Look for places where you can make these kinds of strong emotional connections. 

Demonstrate true authority and leadership. That will last much longer than trite, shallow compliments like “Awesome! Good job.”

This will help your students to understand how and why they are training with the best school.

With the sudden mass of new members attracted by our custom website and Empower Kickboxing curriculum, one of the common questions is “Should I charge for a trial program?”

(Check out the Trial Course Page from our websites.)

Before answering that, here is a simple question:

If I could pay you $50,000, would you strip martial arts from your life for 50 grand, as though you never took that first class?

I’ve never met a black belt who would. 

If you could take a new student forward in time to give him or her the feeling of being a black belt, do you think they would miss classes?

Do you think they would hesitate to join your school at twice the price you are currently charging?

How are you reflecting that value in your school?

Quality is always associated with higher prices. I’m not just trying to get you to raise your prices; I really don’t care what you charge.

But I do care that you recognize and Value What You Do.

That sense of value is reflected in a number of ways, including tuition.

In three decades of coaching school owners, I find this is the most common mindset issue for school owners.

At the core of Value What You Do is this attitude:

I am a highly-skilled, unique martial arts professional in our community. There are very few, if any, people who can provide the service and benefits that I can. I am not going to spend my time, stress, and money teaching people who are not committed to earning a black belt with me.

If your response is, “That would never work in my area,” then this is exactly the issue for you to focus on.

This is the most common problem with martial arts schools.

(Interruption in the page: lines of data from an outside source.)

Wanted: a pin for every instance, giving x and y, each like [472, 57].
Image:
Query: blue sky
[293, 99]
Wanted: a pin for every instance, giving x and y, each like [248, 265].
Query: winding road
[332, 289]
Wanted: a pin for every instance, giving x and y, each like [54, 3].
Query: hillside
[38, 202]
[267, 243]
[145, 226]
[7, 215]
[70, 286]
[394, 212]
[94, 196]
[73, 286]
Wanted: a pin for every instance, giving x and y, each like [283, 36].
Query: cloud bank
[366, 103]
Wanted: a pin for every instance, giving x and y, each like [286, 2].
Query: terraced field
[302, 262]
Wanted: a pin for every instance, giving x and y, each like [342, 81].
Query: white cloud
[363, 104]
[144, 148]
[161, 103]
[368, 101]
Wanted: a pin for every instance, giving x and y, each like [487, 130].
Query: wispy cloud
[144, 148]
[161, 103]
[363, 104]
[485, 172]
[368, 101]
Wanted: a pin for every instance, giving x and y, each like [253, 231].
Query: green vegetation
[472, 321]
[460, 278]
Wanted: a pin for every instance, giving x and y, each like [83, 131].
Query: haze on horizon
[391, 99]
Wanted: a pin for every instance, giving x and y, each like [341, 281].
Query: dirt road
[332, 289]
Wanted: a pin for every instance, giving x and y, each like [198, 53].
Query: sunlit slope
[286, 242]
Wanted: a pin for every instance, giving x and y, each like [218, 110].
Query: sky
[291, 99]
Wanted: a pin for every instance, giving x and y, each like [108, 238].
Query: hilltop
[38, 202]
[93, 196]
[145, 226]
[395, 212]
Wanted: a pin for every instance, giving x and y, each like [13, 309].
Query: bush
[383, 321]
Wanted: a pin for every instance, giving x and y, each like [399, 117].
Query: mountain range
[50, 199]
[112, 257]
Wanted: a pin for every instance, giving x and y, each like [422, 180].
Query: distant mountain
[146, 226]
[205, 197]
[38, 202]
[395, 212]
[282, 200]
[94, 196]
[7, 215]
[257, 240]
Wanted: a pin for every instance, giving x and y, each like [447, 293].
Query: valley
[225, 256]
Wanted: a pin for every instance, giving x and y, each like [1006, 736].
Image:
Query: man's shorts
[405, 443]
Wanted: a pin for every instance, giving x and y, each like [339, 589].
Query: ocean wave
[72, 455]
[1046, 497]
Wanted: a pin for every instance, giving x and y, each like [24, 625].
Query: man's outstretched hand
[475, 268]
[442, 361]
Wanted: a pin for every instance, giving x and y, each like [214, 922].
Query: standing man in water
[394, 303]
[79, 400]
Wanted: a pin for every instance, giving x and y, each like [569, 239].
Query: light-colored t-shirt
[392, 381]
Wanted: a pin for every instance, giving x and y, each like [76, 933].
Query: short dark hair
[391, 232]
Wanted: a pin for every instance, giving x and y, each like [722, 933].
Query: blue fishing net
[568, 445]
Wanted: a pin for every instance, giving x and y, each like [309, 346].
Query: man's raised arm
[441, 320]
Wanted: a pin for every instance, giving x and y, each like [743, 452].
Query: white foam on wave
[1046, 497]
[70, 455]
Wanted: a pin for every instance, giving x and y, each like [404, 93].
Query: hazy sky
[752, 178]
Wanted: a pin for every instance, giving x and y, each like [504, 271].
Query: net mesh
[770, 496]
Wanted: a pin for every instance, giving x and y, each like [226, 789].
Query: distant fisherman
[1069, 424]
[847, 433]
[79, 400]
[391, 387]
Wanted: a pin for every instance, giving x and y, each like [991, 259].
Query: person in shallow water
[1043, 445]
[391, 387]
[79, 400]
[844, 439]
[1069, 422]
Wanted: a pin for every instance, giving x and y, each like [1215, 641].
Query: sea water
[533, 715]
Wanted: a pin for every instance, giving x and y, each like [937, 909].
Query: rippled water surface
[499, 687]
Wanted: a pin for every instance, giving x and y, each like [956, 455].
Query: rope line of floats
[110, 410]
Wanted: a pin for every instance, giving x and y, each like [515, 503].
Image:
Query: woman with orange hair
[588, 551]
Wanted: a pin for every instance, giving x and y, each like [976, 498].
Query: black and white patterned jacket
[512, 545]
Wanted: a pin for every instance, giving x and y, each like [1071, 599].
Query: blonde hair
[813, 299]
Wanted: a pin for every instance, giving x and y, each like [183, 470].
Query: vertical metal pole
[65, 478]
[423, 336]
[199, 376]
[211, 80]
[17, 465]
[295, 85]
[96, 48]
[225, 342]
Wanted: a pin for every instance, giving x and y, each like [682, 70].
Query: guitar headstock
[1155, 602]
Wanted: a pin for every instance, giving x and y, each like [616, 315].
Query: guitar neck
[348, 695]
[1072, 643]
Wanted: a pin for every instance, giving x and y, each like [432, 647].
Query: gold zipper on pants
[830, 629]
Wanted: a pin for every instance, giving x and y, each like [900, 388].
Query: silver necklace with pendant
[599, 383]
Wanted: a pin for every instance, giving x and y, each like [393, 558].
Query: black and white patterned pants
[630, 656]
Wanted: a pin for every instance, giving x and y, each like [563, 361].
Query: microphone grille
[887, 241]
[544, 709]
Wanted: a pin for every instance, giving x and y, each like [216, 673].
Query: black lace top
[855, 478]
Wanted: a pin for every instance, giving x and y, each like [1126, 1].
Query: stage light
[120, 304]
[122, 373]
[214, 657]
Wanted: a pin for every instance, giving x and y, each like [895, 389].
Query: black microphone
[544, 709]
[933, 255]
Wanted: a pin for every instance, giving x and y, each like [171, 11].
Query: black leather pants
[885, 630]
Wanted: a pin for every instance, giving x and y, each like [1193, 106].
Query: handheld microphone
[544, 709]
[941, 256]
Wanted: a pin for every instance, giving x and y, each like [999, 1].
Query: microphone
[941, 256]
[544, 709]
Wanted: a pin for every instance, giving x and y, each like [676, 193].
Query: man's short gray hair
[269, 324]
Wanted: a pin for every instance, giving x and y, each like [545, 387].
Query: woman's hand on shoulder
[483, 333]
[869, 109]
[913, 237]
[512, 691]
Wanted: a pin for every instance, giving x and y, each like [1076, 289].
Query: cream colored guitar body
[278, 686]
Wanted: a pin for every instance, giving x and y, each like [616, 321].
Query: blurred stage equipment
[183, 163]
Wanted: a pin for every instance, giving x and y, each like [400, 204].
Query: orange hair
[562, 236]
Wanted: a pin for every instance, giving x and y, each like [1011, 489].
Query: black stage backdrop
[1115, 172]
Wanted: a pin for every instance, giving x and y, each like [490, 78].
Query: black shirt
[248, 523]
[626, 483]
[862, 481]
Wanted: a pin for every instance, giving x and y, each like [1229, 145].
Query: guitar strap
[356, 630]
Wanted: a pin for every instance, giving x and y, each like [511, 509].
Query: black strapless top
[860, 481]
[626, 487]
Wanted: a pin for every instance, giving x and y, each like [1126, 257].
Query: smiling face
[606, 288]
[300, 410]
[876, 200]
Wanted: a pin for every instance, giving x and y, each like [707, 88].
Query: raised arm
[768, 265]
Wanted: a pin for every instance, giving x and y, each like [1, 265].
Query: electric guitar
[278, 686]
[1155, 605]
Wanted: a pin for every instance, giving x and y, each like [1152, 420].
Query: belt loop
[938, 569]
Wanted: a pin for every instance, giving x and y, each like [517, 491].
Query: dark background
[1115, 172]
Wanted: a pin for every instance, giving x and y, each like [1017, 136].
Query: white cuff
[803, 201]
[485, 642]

Even though we have personally undergone an amazing transformation through the martial arts, many of us do not demonstrate it in how we run our business.

This is not about tuition. This is about every aspect of your school, from logo design to black belt graduations.

I was always the most expensive school in the Tampa Bay area. Someone had to be. Why not me? I worked very hard to become the best teacher I could.

How about you? When was the last time you took a course on teaching like the MATACertification.com course?

When was the last time you hired a coach to watch you teach and help you get your school on track?

When was the last time you taught your staff how to do what they are supposed to do?

You’re a black belt. So what? So is every competitor in your area. What makes you better?

It starts with placing and demonstrating that you place a High Value on What You Do. If you don’t no one else will either..

Charge for your trial lessons. Show that you value what you do from the start.

I’m not going to tie up an instructor for an hour with people who are not willing to pay $20.
In sales, this is known as a qualifier. Someone who is looking for what you offer expects to pay for it.
They are “qualified” financially to enroll. Someone who can’t or won’t pay $20 for two lessons and a school t-shirt is not going to enroll. They are “not qualified.”
The Two-Class Course Strategy
You can either enroll them into your Trial Program or invite them to come in and watch a class first and then enroll in the Trial Program.
Trial Progam Class 1 ends and then you present your membership options and tell them to “think about it” because you have class 2 already set.
If they show up, they have already “thought about it” and are ready to enroll.
If they don’t show, you don’t have to teach people who are not going to enroll.